For awhile, Hunico was actually doing well under the mask, actually, but then Rival happened and he was so sloppy that he transmitted some of it to both his partner and his opponents. The mask isn't cursed so that every time its put on it does something bad, but it tends to strike at the most inopportune times. Maybe WWE just needs to retire the character and the name and find something else for Hunico, who's actually not bad, to do on the roster, other than sit around and collect dust like 1/3 of the main roster that sits by and watches the same fucking matches unfold on RAW each week.

The most WWE thing in the world would be Sting jobbing his first match in the company to Triple fuckin' H, as one last fuck you to the legacy of WCW. That being said, Trips has done the right thing with respects to Daniel Bryan and The Shield in the last year. I doubt he'd be the one to fuck up Sting's debut. Trips will get a win down the line, for sure, but at WrestleMania? Sting's winning all the way.

WWE - Fire JBL into the Sun, give Jerry Lawler a nice retirement package. Take Vince McMahon out of the commentators' ears and put whoever is doing the thing in NXT there. Michael Cole and Renee Young call RAW. Tom Phillips, Booker T, and someone new call Smackdown.

NXT - If money's no object, then I'm putting the Performance Center on a helicarrier and allowing NXT to take its entire operation on the road.

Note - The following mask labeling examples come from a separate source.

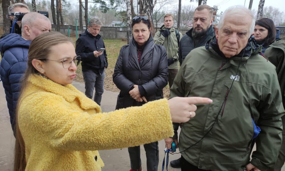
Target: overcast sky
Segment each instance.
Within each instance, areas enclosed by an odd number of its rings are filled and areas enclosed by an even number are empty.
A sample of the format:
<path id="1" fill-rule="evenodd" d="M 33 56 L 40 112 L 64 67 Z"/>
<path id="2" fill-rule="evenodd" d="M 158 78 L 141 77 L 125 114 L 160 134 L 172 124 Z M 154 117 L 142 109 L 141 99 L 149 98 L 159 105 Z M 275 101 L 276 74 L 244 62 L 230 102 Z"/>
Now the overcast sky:
<path id="1" fill-rule="evenodd" d="M 198 6 L 198 3 L 196 2 L 196 1 L 195 1 L 195 2 L 190 3 L 190 0 L 182 0 L 181 3 L 182 5 L 191 4 Z M 248 7 L 249 1 L 250 0 L 245 0 L 245 6 Z M 176 5 L 178 5 L 178 0 L 177 0 L 177 2 Z M 245 5 L 245 0 L 208 0 L 207 5 L 212 7 L 214 5 L 217 6 L 219 9 L 218 12 L 220 13 L 221 11 L 224 11 L 228 7 L 231 6 L 237 5 L 243 6 Z M 253 0 L 252 9 L 255 9 L 257 11 L 259 3 L 259 0 Z M 265 7 L 266 6 L 272 6 L 277 8 L 281 11 L 284 12 L 285 13 L 284 0 L 265 0 L 264 7 Z"/>

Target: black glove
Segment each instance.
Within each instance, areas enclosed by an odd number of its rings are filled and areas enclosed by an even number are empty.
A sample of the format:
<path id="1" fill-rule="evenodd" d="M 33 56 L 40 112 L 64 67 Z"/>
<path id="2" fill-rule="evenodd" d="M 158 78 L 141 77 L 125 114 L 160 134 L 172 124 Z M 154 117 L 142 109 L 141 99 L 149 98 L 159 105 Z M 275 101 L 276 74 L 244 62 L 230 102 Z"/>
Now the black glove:
<path id="1" fill-rule="evenodd" d="M 169 66 L 174 63 L 174 58 L 171 58 L 168 59 L 167 61 L 168 62 L 168 66 Z"/>
<path id="2" fill-rule="evenodd" d="M 168 35 L 169 35 L 170 34 L 170 32 L 169 31 L 169 30 L 168 29 L 166 29 L 164 30 L 163 32 L 161 33 L 162 35 L 164 37 L 166 37 L 168 36 Z"/>

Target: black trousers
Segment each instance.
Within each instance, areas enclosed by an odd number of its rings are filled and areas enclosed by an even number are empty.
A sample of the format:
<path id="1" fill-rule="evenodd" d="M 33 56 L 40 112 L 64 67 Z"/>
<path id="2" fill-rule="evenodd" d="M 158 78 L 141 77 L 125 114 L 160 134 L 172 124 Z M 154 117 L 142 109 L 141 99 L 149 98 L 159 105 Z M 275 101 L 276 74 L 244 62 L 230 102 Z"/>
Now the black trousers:
<path id="1" fill-rule="evenodd" d="M 180 165 L 181 171 L 211 171 L 198 168 L 198 167 L 190 164 L 185 160 L 182 155 L 180 159 Z"/>

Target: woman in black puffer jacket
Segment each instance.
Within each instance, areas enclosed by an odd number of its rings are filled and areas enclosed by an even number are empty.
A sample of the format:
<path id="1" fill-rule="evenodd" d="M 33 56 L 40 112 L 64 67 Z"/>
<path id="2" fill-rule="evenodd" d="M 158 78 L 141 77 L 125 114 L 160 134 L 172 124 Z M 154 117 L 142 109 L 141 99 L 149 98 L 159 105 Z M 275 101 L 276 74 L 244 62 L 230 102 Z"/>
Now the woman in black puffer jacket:
<path id="1" fill-rule="evenodd" d="M 133 19 L 132 26 L 131 44 L 121 49 L 113 75 L 113 81 L 121 90 L 116 109 L 141 106 L 147 101 L 163 98 L 162 89 L 168 81 L 166 51 L 163 46 L 154 44 L 150 20 L 145 15 L 136 16 Z M 144 146 L 148 171 L 157 171 L 159 161 L 158 142 Z M 131 170 L 141 170 L 139 146 L 128 149 Z"/>

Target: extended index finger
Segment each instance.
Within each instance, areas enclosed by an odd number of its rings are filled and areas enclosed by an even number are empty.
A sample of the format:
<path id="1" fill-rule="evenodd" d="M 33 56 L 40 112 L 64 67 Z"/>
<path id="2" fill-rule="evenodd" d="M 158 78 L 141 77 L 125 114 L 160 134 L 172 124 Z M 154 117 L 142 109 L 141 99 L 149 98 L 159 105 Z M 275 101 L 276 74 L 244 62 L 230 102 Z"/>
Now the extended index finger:
<path id="1" fill-rule="evenodd" d="M 213 100 L 207 97 L 186 97 L 188 104 L 195 104 L 197 103 L 209 103 L 213 102 Z"/>

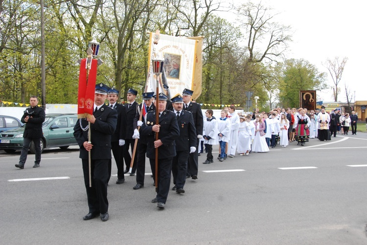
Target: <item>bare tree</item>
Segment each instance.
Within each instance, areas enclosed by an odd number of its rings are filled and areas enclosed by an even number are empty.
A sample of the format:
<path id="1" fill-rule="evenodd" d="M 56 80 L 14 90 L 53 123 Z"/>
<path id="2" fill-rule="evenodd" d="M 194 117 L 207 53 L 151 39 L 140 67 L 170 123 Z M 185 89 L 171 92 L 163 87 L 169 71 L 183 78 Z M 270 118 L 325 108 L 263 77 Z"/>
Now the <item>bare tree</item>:
<path id="1" fill-rule="evenodd" d="M 333 93 L 334 95 L 334 101 L 338 101 L 338 94 L 339 91 L 338 89 L 338 84 L 342 79 L 342 75 L 344 71 L 344 66 L 345 65 L 348 58 L 344 57 L 341 61 L 339 60 L 339 57 L 335 57 L 333 60 L 328 59 L 324 65 L 329 71 L 329 73 L 331 76 L 333 82 L 335 87 L 333 87 Z"/>
<path id="2" fill-rule="evenodd" d="M 271 61 L 281 56 L 292 41 L 291 27 L 273 20 L 276 15 L 271 9 L 259 3 L 249 1 L 238 10 L 238 20 L 248 34 L 248 61 L 260 62 L 265 58 Z"/>

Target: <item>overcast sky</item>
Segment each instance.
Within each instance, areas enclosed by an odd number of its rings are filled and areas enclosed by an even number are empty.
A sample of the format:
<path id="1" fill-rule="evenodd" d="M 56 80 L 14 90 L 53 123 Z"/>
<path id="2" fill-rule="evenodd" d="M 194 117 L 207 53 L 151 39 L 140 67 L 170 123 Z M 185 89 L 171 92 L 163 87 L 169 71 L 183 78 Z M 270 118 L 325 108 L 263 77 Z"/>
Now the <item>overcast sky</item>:
<path id="1" fill-rule="evenodd" d="M 234 0 L 236 3 L 245 2 Z M 259 0 L 252 0 L 258 3 Z M 304 59 L 320 72 L 328 72 L 322 65 L 328 58 L 344 57 L 348 61 L 339 86 L 338 101 L 346 102 L 344 83 L 354 94 L 355 100 L 367 101 L 367 70 L 365 57 L 367 2 L 340 0 L 262 0 L 262 3 L 279 13 L 278 21 L 292 26 L 293 42 L 288 59 Z M 329 75 L 326 82 L 333 85 Z M 319 93 L 323 101 L 333 101 L 332 91 Z M 354 96 L 353 96 L 354 97 Z M 354 99 L 352 100 L 354 102 Z"/>

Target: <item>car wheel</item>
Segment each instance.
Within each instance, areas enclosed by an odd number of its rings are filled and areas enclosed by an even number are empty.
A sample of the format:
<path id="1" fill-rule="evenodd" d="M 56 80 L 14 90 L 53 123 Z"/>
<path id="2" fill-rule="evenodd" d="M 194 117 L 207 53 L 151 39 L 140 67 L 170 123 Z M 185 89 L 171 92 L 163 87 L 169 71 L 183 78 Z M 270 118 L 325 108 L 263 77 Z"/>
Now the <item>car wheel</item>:
<path id="1" fill-rule="evenodd" d="M 41 153 L 44 151 L 44 147 L 45 147 L 45 143 L 44 143 L 44 140 L 41 139 Z M 33 143 L 33 141 L 31 142 L 31 144 L 30 144 L 30 146 L 29 146 L 29 151 L 31 152 L 31 153 L 32 154 L 35 154 L 36 153 L 36 149 L 34 147 L 34 143 Z"/>
<path id="2" fill-rule="evenodd" d="M 15 150 L 14 149 L 5 149 L 4 150 L 4 151 L 6 152 L 7 153 L 14 153 L 15 152 Z"/>

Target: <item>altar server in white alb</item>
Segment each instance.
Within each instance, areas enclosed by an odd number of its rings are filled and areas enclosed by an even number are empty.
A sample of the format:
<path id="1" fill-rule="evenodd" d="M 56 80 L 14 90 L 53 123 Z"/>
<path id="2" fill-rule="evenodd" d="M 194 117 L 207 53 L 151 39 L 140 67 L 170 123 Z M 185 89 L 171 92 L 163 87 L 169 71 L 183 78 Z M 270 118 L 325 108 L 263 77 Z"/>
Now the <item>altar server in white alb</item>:
<path id="1" fill-rule="evenodd" d="M 230 119 L 227 118 L 227 112 L 225 110 L 221 111 L 221 118 L 218 121 L 218 141 L 220 146 L 219 162 L 223 162 L 226 156 L 226 144 L 228 142 L 230 135 Z"/>
<path id="2" fill-rule="evenodd" d="M 250 122 L 251 116 L 248 115 L 240 117 L 240 125 L 238 127 L 238 143 L 237 144 L 237 151 L 240 156 L 247 156 L 251 150 L 251 136 Z"/>
<path id="3" fill-rule="evenodd" d="M 230 136 L 228 142 L 229 157 L 234 157 L 237 149 L 237 143 L 238 141 L 238 126 L 240 125 L 240 117 L 236 113 L 236 107 L 230 105 L 228 108 L 230 119 Z"/>
<path id="4" fill-rule="evenodd" d="M 218 144 L 218 134 L 219 132 L 218 131 L 218 123 L 215 118 L 213 116 L 213 110 L 207 110 L 205 112 L 205 115 L 206 116 L 206 121 L 204 124 L 204 129 L 205 131 L 205 135 L 203 136 L 204 138 L 204 143 L 205 144 L 205 148 L 207 151 L 206 155 L 206 160 L 203 163 L 204 164 L 208 164 L 213 162 L 213 145 Z"/>
<path id="5" fill-rule="evenodd" d="M 288 128 L 289 128 L 289 121 L 287 119 L 285 114 L 280 113 L 280 120 L 279 121 L 280 127 L 280 141 L 279 144 L 282 147 L 286 147 L 288 145 Z"/>

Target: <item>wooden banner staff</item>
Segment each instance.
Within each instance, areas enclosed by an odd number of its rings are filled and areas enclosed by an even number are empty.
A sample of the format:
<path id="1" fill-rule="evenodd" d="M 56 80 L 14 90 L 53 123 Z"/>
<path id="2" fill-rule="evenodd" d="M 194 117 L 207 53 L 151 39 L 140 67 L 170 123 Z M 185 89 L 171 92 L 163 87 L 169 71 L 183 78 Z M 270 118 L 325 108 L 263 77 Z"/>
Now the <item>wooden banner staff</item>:
<path id="1" fill-rule="evenodd" d="M 92 48 L 89 48 L 87 50 L 87 54 L 88 55 L 87 61 L 87 84 L 88 84 L 88 77 L 89 76 L 89 71 L 91 69 L 91 64 L 92 62 L 93 50 Z M 88 143 L 92 143 L 92 139 L 91 136 L 91 122 L 88 122 Z M 92 157 L 91 156 L 91 151 L 88 151 L 88 170 L 89 173 L 89 187 L 92 187 Z"/>
<path id="2" fill-rule="evenodd" d="M 160 122 L 160 117 L 159 117 L 159 110 L 158 107 L 159 106 L 159 103 L 160 101 L 159 97 L 159 78 L 160 75 L 157 74 L 157 89 L 156 90 L 156 125 L 159 125 Z M 158 137 L 159 132 L 157 132 L 156 133 L 156 141 L 158 141 L 159 138 Z M 155 173 L 155 179 L 154 180 L 154 184 L 156 184 L 156 192 L 158 192 L 158 147 L 156 148 L 156 173 Z"/>

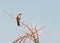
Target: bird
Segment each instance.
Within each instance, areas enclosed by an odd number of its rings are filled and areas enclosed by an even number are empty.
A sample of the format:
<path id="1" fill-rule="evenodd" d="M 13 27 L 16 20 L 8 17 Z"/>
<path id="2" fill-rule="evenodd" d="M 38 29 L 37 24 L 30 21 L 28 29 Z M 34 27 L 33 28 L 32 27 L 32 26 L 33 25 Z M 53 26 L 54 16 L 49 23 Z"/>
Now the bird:
<path id="1" fill-rule="evenodd" d="M 20 26 L 20 20 L 21 20 L 22 13 L 19 13 L 16 17 L 17 25 Z"/>

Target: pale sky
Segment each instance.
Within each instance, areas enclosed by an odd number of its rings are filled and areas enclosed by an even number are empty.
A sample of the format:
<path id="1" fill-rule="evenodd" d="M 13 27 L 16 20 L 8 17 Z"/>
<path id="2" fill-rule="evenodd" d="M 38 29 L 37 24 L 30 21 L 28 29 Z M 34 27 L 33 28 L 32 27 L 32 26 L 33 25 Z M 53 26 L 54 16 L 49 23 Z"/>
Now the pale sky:
<path id="1" fill-rule="evenodd" d="M 21 21 L 45 25 L 40 43 L 60 43 L 60 0 L 0 0 L 0 43 L 12 43 L 24 29 L 2 10 Z"/>

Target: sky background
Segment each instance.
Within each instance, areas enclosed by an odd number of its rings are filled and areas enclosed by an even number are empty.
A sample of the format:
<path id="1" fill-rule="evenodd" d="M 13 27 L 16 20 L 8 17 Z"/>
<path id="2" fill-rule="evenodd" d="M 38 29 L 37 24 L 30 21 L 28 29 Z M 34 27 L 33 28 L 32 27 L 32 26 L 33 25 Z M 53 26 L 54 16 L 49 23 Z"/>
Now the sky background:
<path id="1" fill-rule="evenodd" d="M 45 25 L 40 43 L 60 43 L 60 0 L 0 0 L 0 43 L 12 43 L 24 28 L 2 10 L 14 17 L 22 12 L 27 24 Z"/>

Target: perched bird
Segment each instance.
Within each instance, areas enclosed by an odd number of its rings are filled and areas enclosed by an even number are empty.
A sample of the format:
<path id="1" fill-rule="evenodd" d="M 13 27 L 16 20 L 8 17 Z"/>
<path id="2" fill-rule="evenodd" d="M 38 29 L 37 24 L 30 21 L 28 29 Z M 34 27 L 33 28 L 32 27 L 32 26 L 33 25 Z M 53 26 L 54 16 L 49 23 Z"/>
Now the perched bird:
<path id="1" fill-rule="evenodd" d="M 21 13 L 19 13 L 16 17 L 17 25 L 20 26 L 20 19 L 21 19 Z"/>

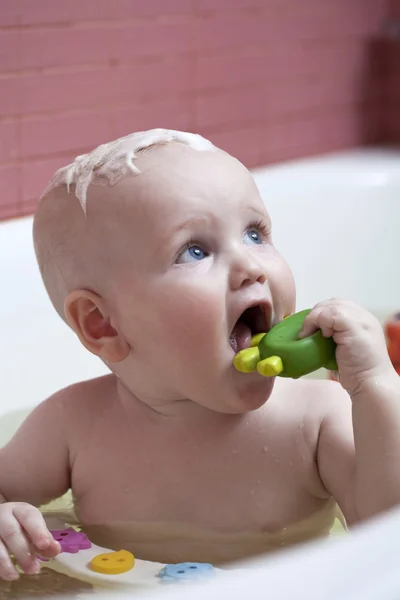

NJPW - How the fuck can the #2 promotion in the world have ZERO women performers, especially when the joshi have done more to inform modern puro than anything else out there? Get some women on the fucking roster, whether in their own division, or integrated into the main narrative. Kana vs. Kazuchika Okada needs to happen.

Lucha Underground - Again, if money's no object, I am taking the cash gun and firing it at every major cable provider until all of them carry El Rey, and then as a rider, LU can not, I repeat, NEVER hire Vince Russo as long as it wants to remain on said network.

Chikara - HD cameras. A whole legion of them, and dedicated, professional camera operators to work them. I'm not hearing good things about the company's new filming set up, and if any pro wrestling company needs to be seen with the best possible footage, it's Chikara.

Honestly, I don't know if many of them will get the call. Adrian Neville and Charlotte seem to be locks to head to the main roster. The Zayn/Owens feud might keep them in NXT until December (which would be fine by me). Bálor seems to be on the fast track given how quickly it's taken him to acclimate to WWE, and Kalisto might end up being shunted to the main roster to get him far, far away from Sin Cara as possible, especially after last night. So conservatively, I'd say four wrestlers (Neville, Charlotte, Kalisto, Bálor), and liberally, I'd go with those guys plus Enzo Amore and Big Cass, possibly Zayn, possibly Hideo Itami, and perhaps Sasha Banks and/or Bayley.